Technology has turned us all into students. We’re always learning how to use a new app or device, and your clients are no exception. Ellen’s suggestion is to embrace this change and become a resource for your clients – like Best Buy’s Geek Squad or Apple’s Genius Bar for insurance and financial information.

For example, you could hold an informational session for clients and prospects on how to manage their policies on a smartphone or iPad. Do they know which apps to use? Do they know how to install them and create a login, if they don’t have one already? Imagine how comforting it would be for them to have someone to show them how to download a carrier app, create a login, and file a claim. You could also bookmark your website in their browser and show them how to get a hold of you via chat or using an online appointment system.

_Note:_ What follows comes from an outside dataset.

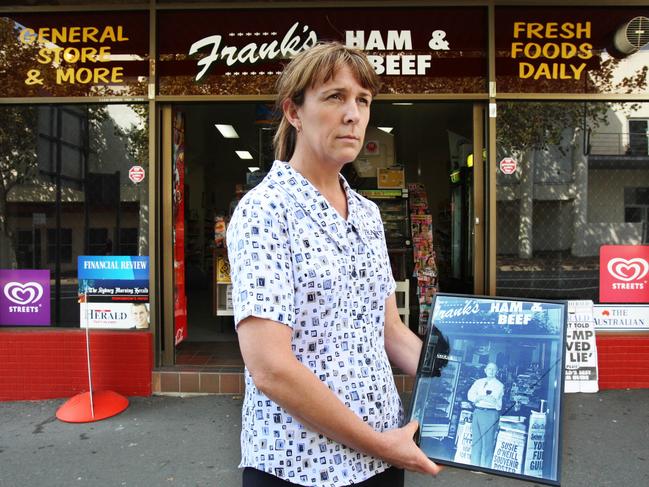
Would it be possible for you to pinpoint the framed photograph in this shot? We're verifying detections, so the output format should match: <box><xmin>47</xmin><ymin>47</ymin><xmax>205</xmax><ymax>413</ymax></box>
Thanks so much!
<box><xmin>409</xmin><ymin>293</ymin><xmax>567</xmax><ymax>485</ymax></box>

In 2016, Aetna announced it would subsidize the cost of the Apple Watch for some customers.

#4: Bundle Services to Provide Greater Value

A related idea is to “bundle” services. When someone buys life insurance, what else do they need to know? Should they have a living will? Do they have a retirement plan? Do they also need disability insurance? What materials can you provide to help them with these tasks? Keep in mind that the best materials, in this case, might be your colleagues. You could also recommend any financial apps that you or your family members use, and help attendees get them installed and working during your session.

This “bundling” strategy has a Forrester survey to back it up. They surveyed people who bought homeowners insurance, and found that 30% of male heads-of-household with kids under 18 wanted to buy services to maintain their home through their insurance company. We’re not in the homeowner’s insurance business, but the survey results prove that buyers are motivated to multi-task. Our buyers have committed time and energy to life insurance – what else can you do for them while they’re interested and motivated?

In 2015, John Hancock began offering discounts on life insurance for members who share fitness and health data via a free Fitbit.

Understand the Purpose of Technology

Whether you want to become an insurance version of the Geek Squad or not, it’s important to figure out how to incorporate technology into your business. Maybe that particular idea isn’t right for you. What else can you do to better serve your clients? There’s a long list of startups trying to answer that question right now.

As a traditional agent, we know you’d rather do business face-to-face. The idea of a Facebook page with a chatbot automatically answering client questions probably freaks you out, and that's okay. We’re not saying you should adopt every tech fad that comes along.

What you should do instead is consider what that technology was built to achieve.

Chatbots, for example, are there to answer a customer’s easy questions as quickly as possible. How could you achieve something similar? For example, if your customer calls you after hours, your voicemail could replicate the function of a chatbot. When are you open next? Is there another way to get a hold of you in the meantime? Can they get answers to common questions on the FAQ page of your website? If so, a simple voicemail greeting can deliver all this information, no chatbot needed. Small changes implemented with your clients in mind can make a big difference when you’re competing in a crowded digital marketplace.

What are your best tips for traditional agents competing in a crowded marketplace?